As our Classic Mysteries podcast this week features impossible crime mysteries, I find it impossible to talk about such books without invoking what I still believe is the finest single example of the genre: John Dickson Carr's "The Three Coffins." I reviewed that book a couple of years ago.
That's the book which includes - as Chapter 17 - "The Locked-Room Lecture," in which our detective, Dr. Gideon Fell, essentially halts the book while he reviews, for the other characters and of course for the reader, all the ways in which so-called "locked room" and "impossible crime" puzzles can be set up and/or solved.

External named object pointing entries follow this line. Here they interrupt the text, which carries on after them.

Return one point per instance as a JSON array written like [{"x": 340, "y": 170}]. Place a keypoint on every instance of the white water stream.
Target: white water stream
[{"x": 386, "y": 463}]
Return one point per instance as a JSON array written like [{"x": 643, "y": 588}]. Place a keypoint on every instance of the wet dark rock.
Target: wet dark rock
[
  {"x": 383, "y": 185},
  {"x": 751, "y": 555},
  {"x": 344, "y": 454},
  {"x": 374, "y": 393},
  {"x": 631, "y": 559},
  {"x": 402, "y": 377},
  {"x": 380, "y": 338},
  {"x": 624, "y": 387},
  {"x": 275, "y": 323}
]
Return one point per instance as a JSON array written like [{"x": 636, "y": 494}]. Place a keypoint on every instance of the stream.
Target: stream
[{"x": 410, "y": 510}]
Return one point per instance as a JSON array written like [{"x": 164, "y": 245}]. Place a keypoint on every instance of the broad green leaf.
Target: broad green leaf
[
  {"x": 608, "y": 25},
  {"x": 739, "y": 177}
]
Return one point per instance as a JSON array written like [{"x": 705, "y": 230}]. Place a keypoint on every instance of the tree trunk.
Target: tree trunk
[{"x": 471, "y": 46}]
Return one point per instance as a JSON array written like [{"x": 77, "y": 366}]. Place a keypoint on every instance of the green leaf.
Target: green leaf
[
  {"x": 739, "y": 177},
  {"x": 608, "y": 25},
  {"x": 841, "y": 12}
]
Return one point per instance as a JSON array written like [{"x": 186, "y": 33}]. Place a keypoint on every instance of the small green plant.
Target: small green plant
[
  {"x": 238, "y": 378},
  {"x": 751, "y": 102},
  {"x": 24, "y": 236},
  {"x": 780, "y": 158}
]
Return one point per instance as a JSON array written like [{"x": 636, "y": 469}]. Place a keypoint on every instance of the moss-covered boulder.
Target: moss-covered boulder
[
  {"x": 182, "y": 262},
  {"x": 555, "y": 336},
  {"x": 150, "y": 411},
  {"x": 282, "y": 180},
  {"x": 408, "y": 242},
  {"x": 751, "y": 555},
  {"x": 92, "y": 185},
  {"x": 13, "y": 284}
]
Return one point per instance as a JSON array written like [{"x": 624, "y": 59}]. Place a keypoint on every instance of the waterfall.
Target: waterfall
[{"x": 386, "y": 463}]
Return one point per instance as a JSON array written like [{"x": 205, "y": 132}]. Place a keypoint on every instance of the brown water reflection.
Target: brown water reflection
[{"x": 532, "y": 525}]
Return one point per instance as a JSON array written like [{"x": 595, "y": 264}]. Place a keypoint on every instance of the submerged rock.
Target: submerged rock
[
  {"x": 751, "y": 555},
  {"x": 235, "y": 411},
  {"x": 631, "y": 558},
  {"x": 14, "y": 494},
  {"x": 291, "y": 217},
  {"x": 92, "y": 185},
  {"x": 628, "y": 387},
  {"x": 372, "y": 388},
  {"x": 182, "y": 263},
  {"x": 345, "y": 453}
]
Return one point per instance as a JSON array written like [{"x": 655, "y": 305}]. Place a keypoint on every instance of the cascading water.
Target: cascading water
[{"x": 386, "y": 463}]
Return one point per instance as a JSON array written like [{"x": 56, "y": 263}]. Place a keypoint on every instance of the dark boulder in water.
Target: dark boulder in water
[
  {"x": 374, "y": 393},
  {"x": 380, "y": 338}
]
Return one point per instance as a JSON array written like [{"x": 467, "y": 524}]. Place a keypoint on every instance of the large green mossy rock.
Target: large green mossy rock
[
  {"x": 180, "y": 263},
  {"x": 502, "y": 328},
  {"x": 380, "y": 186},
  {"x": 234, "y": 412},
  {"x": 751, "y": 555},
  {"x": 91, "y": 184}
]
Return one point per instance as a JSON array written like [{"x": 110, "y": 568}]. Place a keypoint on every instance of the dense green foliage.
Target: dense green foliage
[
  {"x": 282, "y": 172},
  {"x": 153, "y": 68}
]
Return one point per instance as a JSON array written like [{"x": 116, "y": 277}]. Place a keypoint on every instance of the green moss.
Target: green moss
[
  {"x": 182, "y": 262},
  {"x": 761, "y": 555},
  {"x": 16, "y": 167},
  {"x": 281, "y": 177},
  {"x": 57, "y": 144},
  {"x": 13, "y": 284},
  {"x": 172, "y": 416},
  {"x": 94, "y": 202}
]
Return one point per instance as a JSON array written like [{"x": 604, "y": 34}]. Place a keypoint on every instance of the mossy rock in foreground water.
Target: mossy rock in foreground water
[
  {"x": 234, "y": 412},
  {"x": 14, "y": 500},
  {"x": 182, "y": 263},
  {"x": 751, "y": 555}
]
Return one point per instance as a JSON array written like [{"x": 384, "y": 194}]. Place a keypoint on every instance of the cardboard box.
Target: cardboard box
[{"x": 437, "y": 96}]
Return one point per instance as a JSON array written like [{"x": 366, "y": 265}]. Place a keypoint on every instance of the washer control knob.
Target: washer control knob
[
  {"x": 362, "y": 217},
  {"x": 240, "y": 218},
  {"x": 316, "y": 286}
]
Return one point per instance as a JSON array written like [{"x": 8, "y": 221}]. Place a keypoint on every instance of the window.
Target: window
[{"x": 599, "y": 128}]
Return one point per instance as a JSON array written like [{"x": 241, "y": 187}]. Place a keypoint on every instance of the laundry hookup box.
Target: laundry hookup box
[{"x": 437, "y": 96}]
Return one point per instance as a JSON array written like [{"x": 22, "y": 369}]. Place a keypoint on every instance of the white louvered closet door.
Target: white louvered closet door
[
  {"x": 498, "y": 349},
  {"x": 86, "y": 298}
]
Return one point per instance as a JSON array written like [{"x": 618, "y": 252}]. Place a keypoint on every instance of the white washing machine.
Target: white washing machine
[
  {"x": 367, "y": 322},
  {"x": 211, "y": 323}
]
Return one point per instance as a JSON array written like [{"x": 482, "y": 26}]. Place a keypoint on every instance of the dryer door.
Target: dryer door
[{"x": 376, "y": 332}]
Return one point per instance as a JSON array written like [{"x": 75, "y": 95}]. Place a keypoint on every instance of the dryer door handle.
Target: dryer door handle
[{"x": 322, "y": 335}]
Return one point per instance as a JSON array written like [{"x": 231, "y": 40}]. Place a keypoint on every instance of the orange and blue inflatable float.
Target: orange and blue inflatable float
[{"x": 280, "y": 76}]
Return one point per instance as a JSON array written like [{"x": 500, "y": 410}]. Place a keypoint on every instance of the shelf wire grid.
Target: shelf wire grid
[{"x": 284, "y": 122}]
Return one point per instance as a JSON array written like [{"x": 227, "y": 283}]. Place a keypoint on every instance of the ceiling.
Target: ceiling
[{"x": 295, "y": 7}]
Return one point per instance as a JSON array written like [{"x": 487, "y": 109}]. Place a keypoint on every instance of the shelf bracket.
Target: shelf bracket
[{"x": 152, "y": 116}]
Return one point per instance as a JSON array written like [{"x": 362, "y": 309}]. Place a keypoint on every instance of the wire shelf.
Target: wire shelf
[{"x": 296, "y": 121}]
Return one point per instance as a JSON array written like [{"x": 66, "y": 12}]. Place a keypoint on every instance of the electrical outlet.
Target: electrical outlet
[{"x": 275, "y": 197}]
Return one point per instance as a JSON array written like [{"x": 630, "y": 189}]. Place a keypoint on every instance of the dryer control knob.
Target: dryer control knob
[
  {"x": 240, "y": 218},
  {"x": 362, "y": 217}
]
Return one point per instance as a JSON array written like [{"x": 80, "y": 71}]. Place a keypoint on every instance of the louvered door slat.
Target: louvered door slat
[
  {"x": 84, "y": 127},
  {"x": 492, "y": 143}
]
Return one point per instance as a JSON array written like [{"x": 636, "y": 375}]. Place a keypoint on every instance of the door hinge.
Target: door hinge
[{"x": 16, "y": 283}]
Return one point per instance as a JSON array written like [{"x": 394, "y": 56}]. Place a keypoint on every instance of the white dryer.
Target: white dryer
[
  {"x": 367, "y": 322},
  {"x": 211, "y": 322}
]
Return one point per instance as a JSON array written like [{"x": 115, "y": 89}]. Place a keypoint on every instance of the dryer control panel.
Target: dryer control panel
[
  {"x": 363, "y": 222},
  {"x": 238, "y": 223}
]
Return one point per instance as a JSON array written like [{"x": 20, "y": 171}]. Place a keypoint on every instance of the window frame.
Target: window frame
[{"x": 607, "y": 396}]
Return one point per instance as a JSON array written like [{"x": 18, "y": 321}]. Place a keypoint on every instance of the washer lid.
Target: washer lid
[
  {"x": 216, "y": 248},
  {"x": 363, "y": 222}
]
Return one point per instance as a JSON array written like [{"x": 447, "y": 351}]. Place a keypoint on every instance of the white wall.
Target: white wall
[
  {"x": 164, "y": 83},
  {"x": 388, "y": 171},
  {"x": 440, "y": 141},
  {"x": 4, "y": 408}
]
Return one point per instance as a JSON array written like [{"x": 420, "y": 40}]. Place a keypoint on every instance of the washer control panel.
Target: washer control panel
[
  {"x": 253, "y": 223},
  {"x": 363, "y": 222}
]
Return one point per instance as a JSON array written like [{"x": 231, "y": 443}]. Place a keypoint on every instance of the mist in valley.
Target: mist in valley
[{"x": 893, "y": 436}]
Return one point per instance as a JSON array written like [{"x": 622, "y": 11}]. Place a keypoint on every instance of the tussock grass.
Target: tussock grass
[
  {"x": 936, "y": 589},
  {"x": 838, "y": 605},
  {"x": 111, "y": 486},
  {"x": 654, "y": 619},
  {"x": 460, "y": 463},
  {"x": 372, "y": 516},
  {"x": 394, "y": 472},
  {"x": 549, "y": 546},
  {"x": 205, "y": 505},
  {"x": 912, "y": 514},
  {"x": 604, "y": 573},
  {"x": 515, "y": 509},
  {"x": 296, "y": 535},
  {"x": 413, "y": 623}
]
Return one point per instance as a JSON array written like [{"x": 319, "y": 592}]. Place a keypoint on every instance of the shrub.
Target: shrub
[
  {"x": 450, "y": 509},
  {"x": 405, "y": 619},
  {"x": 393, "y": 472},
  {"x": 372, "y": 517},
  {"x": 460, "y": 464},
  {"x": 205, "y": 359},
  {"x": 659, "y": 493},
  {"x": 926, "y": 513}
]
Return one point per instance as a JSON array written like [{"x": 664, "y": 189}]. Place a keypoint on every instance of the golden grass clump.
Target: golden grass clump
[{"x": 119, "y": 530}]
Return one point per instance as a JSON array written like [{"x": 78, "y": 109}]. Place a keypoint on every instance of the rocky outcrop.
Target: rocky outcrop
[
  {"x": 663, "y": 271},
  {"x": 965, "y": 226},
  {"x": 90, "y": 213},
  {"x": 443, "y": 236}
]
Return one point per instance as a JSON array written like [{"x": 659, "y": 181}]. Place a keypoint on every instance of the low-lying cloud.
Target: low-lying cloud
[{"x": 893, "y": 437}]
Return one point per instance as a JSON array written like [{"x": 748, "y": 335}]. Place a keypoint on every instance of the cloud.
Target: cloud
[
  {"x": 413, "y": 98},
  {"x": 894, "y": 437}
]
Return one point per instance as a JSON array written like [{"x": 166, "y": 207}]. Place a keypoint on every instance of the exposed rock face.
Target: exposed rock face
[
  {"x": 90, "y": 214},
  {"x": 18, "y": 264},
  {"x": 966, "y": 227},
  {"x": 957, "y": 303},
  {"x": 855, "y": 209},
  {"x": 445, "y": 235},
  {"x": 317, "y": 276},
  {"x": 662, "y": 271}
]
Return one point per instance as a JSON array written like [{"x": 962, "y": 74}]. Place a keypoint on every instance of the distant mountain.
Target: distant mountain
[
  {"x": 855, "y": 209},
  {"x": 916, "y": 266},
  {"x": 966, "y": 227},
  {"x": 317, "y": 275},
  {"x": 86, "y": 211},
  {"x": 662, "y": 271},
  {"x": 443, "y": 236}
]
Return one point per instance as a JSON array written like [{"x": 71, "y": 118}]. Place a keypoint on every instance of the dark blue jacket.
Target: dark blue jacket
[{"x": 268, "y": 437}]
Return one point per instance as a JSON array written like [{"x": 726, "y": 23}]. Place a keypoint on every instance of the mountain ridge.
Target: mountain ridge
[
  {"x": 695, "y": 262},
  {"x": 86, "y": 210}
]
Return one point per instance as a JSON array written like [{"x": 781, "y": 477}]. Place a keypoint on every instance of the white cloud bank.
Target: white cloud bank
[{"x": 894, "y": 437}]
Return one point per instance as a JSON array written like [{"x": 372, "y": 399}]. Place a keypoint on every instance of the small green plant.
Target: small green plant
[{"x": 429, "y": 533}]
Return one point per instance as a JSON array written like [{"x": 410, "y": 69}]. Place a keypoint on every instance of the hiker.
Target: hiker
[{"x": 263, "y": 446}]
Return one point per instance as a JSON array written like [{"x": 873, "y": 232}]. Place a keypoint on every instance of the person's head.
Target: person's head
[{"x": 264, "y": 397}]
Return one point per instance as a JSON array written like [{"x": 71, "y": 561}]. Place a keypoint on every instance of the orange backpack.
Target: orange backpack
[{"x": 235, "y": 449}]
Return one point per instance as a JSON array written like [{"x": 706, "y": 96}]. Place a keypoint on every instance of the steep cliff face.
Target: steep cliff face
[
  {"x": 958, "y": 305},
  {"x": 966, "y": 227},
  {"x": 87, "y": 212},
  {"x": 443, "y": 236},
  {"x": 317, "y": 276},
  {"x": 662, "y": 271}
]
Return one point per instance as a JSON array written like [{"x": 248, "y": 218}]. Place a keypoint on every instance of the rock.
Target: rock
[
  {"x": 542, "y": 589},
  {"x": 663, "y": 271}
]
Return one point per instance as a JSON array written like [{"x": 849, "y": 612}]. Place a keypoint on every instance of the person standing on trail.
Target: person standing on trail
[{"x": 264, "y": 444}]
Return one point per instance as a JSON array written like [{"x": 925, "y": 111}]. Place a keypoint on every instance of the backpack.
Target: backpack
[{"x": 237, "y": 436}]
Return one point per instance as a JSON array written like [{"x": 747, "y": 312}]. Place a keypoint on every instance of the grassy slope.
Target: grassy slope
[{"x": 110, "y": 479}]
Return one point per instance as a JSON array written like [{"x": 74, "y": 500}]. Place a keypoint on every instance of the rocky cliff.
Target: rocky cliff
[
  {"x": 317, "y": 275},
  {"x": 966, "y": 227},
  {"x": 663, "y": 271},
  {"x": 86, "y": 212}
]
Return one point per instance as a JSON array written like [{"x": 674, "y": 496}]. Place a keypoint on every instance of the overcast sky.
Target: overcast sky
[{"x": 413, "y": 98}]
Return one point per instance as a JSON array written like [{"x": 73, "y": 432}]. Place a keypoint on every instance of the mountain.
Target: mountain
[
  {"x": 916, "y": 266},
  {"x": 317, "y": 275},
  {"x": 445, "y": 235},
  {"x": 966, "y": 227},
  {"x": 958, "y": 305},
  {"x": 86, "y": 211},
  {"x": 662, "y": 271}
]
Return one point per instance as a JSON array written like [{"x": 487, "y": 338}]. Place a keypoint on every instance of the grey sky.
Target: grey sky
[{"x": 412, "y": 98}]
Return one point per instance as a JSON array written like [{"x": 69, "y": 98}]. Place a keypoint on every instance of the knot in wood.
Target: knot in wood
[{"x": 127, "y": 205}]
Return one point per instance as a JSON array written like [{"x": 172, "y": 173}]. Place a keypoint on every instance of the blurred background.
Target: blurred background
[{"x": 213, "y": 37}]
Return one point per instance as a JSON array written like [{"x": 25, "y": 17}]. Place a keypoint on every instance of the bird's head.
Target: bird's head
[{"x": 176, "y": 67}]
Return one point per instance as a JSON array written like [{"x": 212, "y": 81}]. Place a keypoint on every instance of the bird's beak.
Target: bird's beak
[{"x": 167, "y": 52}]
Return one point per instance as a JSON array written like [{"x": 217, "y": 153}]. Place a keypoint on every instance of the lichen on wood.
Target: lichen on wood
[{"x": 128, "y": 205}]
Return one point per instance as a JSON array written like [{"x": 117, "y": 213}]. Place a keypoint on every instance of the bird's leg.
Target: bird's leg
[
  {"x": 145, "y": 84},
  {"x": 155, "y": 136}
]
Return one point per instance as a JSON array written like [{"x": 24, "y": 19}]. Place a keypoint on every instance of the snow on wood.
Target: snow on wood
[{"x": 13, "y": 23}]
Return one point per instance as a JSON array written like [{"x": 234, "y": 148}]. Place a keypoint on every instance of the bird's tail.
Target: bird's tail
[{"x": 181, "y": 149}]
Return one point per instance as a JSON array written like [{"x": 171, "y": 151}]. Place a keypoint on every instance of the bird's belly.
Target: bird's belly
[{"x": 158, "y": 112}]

And the puzzles presented to the reader in "The Three Coffins" are given to us with flair - and a challenge. In the opening paragraph of the book, Carr tells the reader exactly what he is about to do:
[T]wo murders were committed, in such fashion that the murderer must not only have been invisible, but lighter than air. According to the evidence, this person killed his first victim and literally disappeared. Again according to the evidence, he killed his second victim in the middle of an empty street, with watchers at either end; yet not a soul saw him, and no footprints appeared in the snow.
If you don't find that an irresistable challenge, let me assure you that Carr's mastery of atmosphere make this book genuinely frightening - yet the solutions, of course, are entirely natural. I re-read this one every couple of years, and I am struck constantly by the book's fairness. The reader is given the clues needed to solve the case - if he or she can pick them out and piece them together.
"The Three Coffins" remains out of print, but Amazon.com has a number of used copies available. If you prefer, the book is in print in the U. K. and available (under its British title, "The Hollow Man") from Amazon.co.uk. By way of disclosure, I should note that, if you care to buy it, Amazon pays me a few cents on the US links, but not for sales from Britain. And, as always, if there is a mystery bookstore near you, I'm pretty sure the people there can find a copy for you.
I was lucky enough to find the ImPress Mysteries edition of The Three Coffins at one of the many Portland-area Goodwill thrift stores.
(Do you know about ImPress? It's a publishing effort by Readers' Digest--I think-- to republish classic mysteries in brightly-colored hardback volumes with foil-embossed covers; the books look kind of like childrens' toys.)
After reading & listening to your reviews, I decided to pick up my copy and dig in. I'm about a third of the way through, and it's really great so far. There's so much information to keep track of, that I had to break down and start underlining passages and writing in the margins, but it's a really fun challenge.
I also read somewhere that Dr. Gideon Fell (great name) is based on Gilbert Chesterton, and at one point Superintendent Hadley says, "I always dread the time when you begin to trot out your damned paradoxes."
So, that sealed it. Fell is definitely based on G.K. Chesterton
Posted by: Josiah | April 23, 2010 at 03:11 PM
I'm not familiar with the Reader's Digest series - and even on Google, they're hard to find. I can't tell if they're still going; Library Thing has a list which suggests they were publishing at least through last year.
Yes, Dr. Fell is based on Chesterton - physical descriptions of Dr. Fell seem to match those of Chesterton, who was certainly one of Carr's favorites. Doug Greene, in his excellent biography of Carr, calls Chesterton "Carr's literary idol," and notes that Dr. Fell's speech patterns are also drawn from Chesterton. The paradoxes are another clue; so, I believe, is Dr. Fell's fondness for good English beer.
Posted by: Les Blatt | April 23, 2010 at 04:18 PM
I've only managed to find the odd ImPress book through second-hand stores. I don't think there's anywhere online that specializes in selling them. I think the Readers' Digest website has a few of the more current volumes for sale. It might be a book or two by Dorothy Sayers, if I remember right. Like you can't find those anywhere else.
Which brings us to the weirdness of the ImPress ImPrint. Some of the books are hard-to-find classics like Calamity Town by Ellery Queen (which I own, but have yet to read) and Ashenden, or the British Spy by Somerset Maugham (which I have yet to find, but I'm looking).
But the ImPress line also puts out ubiquitous books like The Maltese Falcon, The Big Sleep, and The Scarlet Pimpernel, which don't--under any circumstances--cry out for new editions.
But I guess I can't complain too much. Readers' Digest isn't a house run by-mystery-nerds/for-mystery-nerds.
I should just thank them for The Three Coffins.